When my sisters and I went to visit my parents on their mission in the Dominican Republic, I could see that the institute kids loved my dad and had a respect for him.  He was to them what he had always been to me.  He was the father they needed.  My dad may be a quiet man, but lives worthy to have the Spirit at ALL times.  He never speaks of another.  He never says a bad word.  He is amiable.  He is kind.  He works hard.  He is a man of integrity.  He is selfless.  He loves me.

Bishop or no Bishop.  It's not about the title anymore.  My dad is strong.  He is a good man.  I know that he will be exactly who those YSA kids need.  They will love him for all the same reasons I love him.

I love you dad.  Thank you for living the way that you have.  You have been a great source of strength to me and a great example to me and my children.  I admire your willingness to serve.  I love your humility.  I loved being there today.  It was perfect.

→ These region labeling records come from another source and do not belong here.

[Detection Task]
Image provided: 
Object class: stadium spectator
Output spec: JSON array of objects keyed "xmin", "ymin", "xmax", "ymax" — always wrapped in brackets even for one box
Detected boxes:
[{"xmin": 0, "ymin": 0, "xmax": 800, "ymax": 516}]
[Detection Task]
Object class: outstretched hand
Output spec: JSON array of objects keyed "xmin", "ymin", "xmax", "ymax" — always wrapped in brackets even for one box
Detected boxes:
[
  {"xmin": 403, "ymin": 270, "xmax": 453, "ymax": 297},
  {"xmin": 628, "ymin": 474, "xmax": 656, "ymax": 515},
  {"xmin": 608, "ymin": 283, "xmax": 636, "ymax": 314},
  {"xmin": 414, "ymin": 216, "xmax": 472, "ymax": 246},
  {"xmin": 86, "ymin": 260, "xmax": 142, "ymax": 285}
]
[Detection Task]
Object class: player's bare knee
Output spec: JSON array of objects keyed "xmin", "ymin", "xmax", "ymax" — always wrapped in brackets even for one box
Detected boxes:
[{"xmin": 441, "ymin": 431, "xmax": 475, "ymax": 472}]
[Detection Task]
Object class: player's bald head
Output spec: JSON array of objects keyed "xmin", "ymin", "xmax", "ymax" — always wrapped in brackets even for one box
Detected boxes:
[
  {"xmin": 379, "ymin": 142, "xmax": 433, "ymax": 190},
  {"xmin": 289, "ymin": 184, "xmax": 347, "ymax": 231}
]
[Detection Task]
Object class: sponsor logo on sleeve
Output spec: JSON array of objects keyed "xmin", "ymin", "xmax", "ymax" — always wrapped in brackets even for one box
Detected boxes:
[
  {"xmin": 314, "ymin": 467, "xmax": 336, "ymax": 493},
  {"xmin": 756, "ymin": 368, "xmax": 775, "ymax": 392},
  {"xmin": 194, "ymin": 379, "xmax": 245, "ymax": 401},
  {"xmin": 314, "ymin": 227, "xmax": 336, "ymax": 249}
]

I love that you're my dad.

Tuesday, May 22, 2012

When you believe

C sent his iPod home for me to put more uplifting songs on it for him.  He made a few requests including songs from "The Prince of Egypt".  I couldn't find our CD so I jumped on to Amazon and got one ordered.  It came in the mail yesterday and I darted upstairs with it excited to get the songs on C's iPod.  The girlies pointing to the CD cover asked what it was.  I told them that it was music for C's iPod.  That's when I hurried and pulled up the song, "When You Believe" sung by Michelle Pfeiffer and Sally Dworsky and starting listening to it.   

I couldn't help but think back years ago when C was just a first grader, A was four, and G was just two months old.  It was a hard time and we were going through something that was very challenging to us.  We were living in a temporary one bedroom motel room for what we thought would be one to two weeks.  It turned out to be four long months.  We weren't prepared for that length of time, or the drastic change in seasons.  All of our belongings were locked away in storage that we couldn't get to, so we had to rough it out until a house became available to us.  That meant no coats, no toys, no older baby clothes, nothing extra.

We lived twelve miles from the elementary school.  That's a long drive in a small town.  Every day I would bundle up my newborn baby, get the boys in their hoodies and head out into the blizzard and freezing temperatures to get everyone buckled in our minivan.  We didn't have a garage so the car was frozen every morning and the kids would cry as I loaded them up in the car.  

Day after day I would make the drive twice a day to take and then pick C up from school.  The trips seemed like wasted miles on the car.  Wasted minutes of my day.  Stupid that I even had to make the trip since I should have been in a house in our eyes.

But every day for weeks on the way to school while driving in our red Ford Windstar minivan, we would listen to the Prince of Egypt CD.  We would sing to it, knowing almost every word of every song.  One day while driving to school we had the song, "When You Believe" blaring in the car while C and A were singing it at the top of their lungs.  I looked in my rear view mirror and just started crying at what a neat "miracle" I was seeing.  There were my cute boys belting out, "There can be miracles, when you believe.  Though hope is frail.  It's hard to kill.  Who knows what miracles.  You can achieve.  When you believe.  Somehow you will.  You will when you believe."  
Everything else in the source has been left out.